The urge to assure her she wouldn’t have to protect herself rose, turning him into the worst sort of hypocrite. He squashed his instinctive reaction and watched her load the gun. “I hope you don’t have to shoot anyone.”
She smiled. “Me too. I’m a little mixed up, huh?”
“Nope. I’d worry if you were chomping at the bit to spray some lead.” He shook his head.
“Most people want to be left alone. Live in peace.”
“So much for that.” She slid the magazine home and raised both eyebrows. “You want to try first, or should I? Honestly, I’m better with rifles than pistols.”
“A bona fide country girl, huh?” He took a step back. “It’s all yours, sweetheart. I’m kind of shitty with guns, full stop.”
“Anna doesn’t approve of being shitty with guns.” Sera turned and set herself in a careful shooting stance, then squinted at the distant target and fired.
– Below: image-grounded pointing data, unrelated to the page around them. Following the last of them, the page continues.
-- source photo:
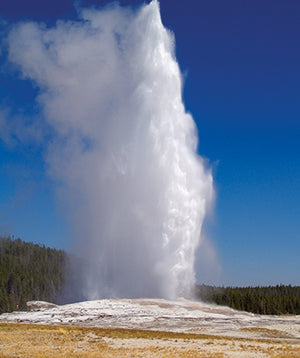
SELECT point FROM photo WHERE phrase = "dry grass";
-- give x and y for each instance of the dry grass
(41, 341)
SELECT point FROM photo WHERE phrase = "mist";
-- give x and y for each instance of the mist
(122, 150)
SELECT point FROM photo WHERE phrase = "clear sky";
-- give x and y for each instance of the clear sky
(240, 61)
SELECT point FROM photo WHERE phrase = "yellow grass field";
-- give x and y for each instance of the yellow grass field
(31, 340)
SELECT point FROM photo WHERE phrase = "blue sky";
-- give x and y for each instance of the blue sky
(240, 61)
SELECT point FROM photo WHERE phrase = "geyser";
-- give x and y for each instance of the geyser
(122, 148)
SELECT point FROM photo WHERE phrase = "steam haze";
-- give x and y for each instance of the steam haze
(122, 149)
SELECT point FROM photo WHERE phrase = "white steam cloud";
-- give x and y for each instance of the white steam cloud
(123, 148)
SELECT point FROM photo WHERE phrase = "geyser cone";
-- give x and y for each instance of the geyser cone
(123, 147)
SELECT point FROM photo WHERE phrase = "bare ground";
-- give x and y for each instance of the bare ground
(146, 328)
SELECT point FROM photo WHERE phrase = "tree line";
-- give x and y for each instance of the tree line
(280, 299)
(29, 272)
(32, 272)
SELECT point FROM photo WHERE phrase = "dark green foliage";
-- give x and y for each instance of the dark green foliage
(29, 272)
(278, 299)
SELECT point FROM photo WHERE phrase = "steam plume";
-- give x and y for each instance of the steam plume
(123, 149)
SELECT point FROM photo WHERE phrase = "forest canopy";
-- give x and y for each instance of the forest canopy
(32, 272)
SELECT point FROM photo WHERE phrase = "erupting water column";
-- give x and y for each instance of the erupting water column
(123, 148)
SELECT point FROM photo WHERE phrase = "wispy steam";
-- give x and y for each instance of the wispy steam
(123, 151)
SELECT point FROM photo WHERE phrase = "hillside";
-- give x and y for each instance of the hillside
(32, 272)
(28, 272)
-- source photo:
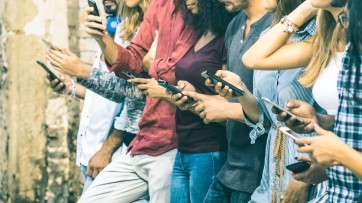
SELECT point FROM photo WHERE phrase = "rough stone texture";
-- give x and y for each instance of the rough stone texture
(38, 127)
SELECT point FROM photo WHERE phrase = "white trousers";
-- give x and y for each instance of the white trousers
(128, 178)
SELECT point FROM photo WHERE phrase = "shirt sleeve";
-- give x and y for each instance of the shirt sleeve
(130, 58)
(121, 121)
(110, 86)
(260, 127)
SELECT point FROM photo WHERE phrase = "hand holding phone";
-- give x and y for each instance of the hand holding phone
(300, 120)
(174, 90)
(51, 74)
(49, 44)
(298, 167)
(236, 91)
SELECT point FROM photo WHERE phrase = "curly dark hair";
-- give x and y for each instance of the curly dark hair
(212, 16)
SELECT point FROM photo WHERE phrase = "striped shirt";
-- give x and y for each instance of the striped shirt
(280, 87)
(343, 185)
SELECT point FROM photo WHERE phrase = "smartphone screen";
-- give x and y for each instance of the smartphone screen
(300, 120)
(236, 91)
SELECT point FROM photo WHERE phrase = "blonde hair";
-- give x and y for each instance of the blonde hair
(325, 45)
(132, 18)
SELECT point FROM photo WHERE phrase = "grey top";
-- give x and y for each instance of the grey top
(245, 161)
(115, 89)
The pistol was silent, but it wasn’t subtle. Magic punched out from her in a jagged circle as the trigger clicked. At the other end of the range, the bullet tore through the outer edge of the target and broke apart before piercing a secondary target in four places.
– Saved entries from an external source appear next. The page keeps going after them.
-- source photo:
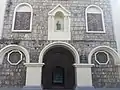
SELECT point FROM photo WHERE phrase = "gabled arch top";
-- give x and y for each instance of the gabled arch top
(60, 8)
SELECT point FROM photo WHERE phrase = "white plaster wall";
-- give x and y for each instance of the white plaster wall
(2, 10)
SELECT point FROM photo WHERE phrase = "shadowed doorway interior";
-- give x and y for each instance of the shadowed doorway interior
(58, 71)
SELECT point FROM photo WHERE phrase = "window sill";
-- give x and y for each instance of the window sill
(22, 31)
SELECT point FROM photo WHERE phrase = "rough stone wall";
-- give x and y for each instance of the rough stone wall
(12, 75)
(105, 75)
(82, 41)
(40, 18)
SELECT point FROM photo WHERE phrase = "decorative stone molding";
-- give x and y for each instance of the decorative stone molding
(23, 7)
(62, 44)
(8, 48)
(62, 16)
(111, 51)
(83, 65)
(100, 62)
(94, 9)
(33, 64)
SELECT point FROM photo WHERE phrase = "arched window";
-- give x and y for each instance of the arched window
(22, 20)
(59, 24)
(94, 19)
(59, 21)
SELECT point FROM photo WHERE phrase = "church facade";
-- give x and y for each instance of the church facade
(58, 44)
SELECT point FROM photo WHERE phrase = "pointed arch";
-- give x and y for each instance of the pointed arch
(25, 11)
(95, 12)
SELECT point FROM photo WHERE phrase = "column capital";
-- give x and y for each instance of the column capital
(33, 64)
(83, 65)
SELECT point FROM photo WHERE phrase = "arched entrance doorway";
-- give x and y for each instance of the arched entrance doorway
(58, 71)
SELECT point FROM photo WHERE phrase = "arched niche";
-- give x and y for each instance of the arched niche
(94, 19)
(22, 19)
(59, 24)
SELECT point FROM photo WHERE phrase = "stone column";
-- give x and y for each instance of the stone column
(33, 76)
(83, 76)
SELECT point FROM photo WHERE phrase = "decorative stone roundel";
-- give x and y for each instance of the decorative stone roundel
(102, 57)
(14, 57)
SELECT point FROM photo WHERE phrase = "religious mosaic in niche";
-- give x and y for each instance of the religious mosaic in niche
(94, 22)
(22, 21)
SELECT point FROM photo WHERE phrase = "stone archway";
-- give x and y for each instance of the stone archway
(58, 71)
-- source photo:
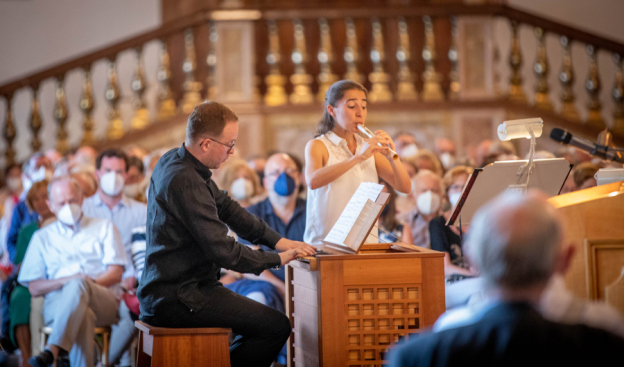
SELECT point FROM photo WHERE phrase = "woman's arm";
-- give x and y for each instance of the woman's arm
(316, 156)
(391, 169)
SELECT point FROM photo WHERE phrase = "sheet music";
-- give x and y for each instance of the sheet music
(365, 192)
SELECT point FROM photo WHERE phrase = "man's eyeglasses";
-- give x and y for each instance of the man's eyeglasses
(230, 147)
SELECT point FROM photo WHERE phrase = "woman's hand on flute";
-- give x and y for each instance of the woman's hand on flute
(370, 147)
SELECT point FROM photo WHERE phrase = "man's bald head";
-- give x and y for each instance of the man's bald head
(426, 180)
(516, 240)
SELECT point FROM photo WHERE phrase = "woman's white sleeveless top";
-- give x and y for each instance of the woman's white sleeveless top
(325, 204)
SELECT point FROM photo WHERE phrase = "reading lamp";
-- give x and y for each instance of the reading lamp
(525, 128)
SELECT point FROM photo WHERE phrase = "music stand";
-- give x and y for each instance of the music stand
(547, 175)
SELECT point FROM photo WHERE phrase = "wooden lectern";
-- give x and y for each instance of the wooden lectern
(594, 222)
(347, 309)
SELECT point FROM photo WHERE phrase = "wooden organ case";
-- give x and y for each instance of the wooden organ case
(348, 309)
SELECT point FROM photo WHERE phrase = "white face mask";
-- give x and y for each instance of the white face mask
(428, 203)
(69, 214)
(448, 161)
(409, 151)
(454, 198)
(14, 183)
(112, 183)
(241, 189)
(133, 190)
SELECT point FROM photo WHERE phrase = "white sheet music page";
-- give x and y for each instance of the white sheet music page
(349, 217)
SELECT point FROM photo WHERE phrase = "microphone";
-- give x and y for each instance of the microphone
(600, 151)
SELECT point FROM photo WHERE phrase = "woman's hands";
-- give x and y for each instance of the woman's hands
(371, 146)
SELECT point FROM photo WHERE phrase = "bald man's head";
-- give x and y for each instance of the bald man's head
(516, 240)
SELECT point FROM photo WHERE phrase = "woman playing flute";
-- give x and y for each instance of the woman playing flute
(339, 159)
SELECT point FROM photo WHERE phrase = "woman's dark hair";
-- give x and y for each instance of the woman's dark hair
(333, 95)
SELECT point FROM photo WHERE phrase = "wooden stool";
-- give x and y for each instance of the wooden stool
(161, 347)
(103, 331)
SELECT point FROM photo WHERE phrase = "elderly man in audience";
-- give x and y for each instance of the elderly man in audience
(74, 263)
(282, 210)
(110, 203)
(427, 192)
(517, 243)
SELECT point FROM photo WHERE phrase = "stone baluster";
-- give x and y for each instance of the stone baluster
(61, 113)
(301, 94)
(617, 92)
(541, 69)
(593, 87)
(566, 78)
(432, 90)
(87, 103)
(192, 87)
(211, 60)
(35, 119)
(325, 57)
(351, 54)
(276, 94)
(380, 80)
(454, 86)
(406, 91)
(516, 91)
(9, 130)
(141, 116)
(496, 78)
(112, 94)
(166, 103)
Julio whistled. The kind of magic wound into the gun and the ammunition wasn’t easy, so he doubted the man had been exaggerating about being down for the count after casting his spells. “No wonder this stuff is so pricey.”
“It’s quiet, even when it pretty much explodes.” Sera adjusted her aim and managed to put a second bullet closer to the center. “The noise always makes me jump, whether I’m wearing ear protection or not. Apparently that’s doubly bad when you’ve got shapeshifter reflexes.”
“It can’t be good for your aim,” he agreed.
“A magical gun.” She fired again, and actually smiled. “I’m only letting you buy this for me because the fate of the world is on the line. And because I’m hoping to get laid.”
He ran his fingers over the delicious line of skin exposed by her shirt riding up. “Badass chicks are hot.”
“Mmm.” Another shot, and the target shredded into pieces when she nailed it through the bulls-eye. “See? Now I’m all inspired.”
“Want to try something else?”
“Sure.”
He retrieved another small box of rounds and peered at the scribbled writing on the side.
“This one either turns people into frogs, or is particularly effective against them. Can’t tell which.”
Sera laughed and bumped her hip against him. “The first time I met Mahalia, I asked her if she could turn people into frogs.”
“Oh yeah? What’d she tell you?”
“That she only did it to people who really pissed her off. Usually she’d just give them warts.”
She plucked the box out of his hand. “One more round, then we need to go in and get this ritual over with. We’re probably both going to leave here bleeding.”
“At least we heal fast.” And it was a damn sight better than bleeding a hell of a lot more later.
Sera loaded the new ammunition and held up the gun. “I bet I can hit closer to the bulls-eye than you can.”
Her victory came to him on a flash, right down to the cute little dance he was sure was last popular in the nineties. “Sucker bet, sunshine. Never wager with a precog.”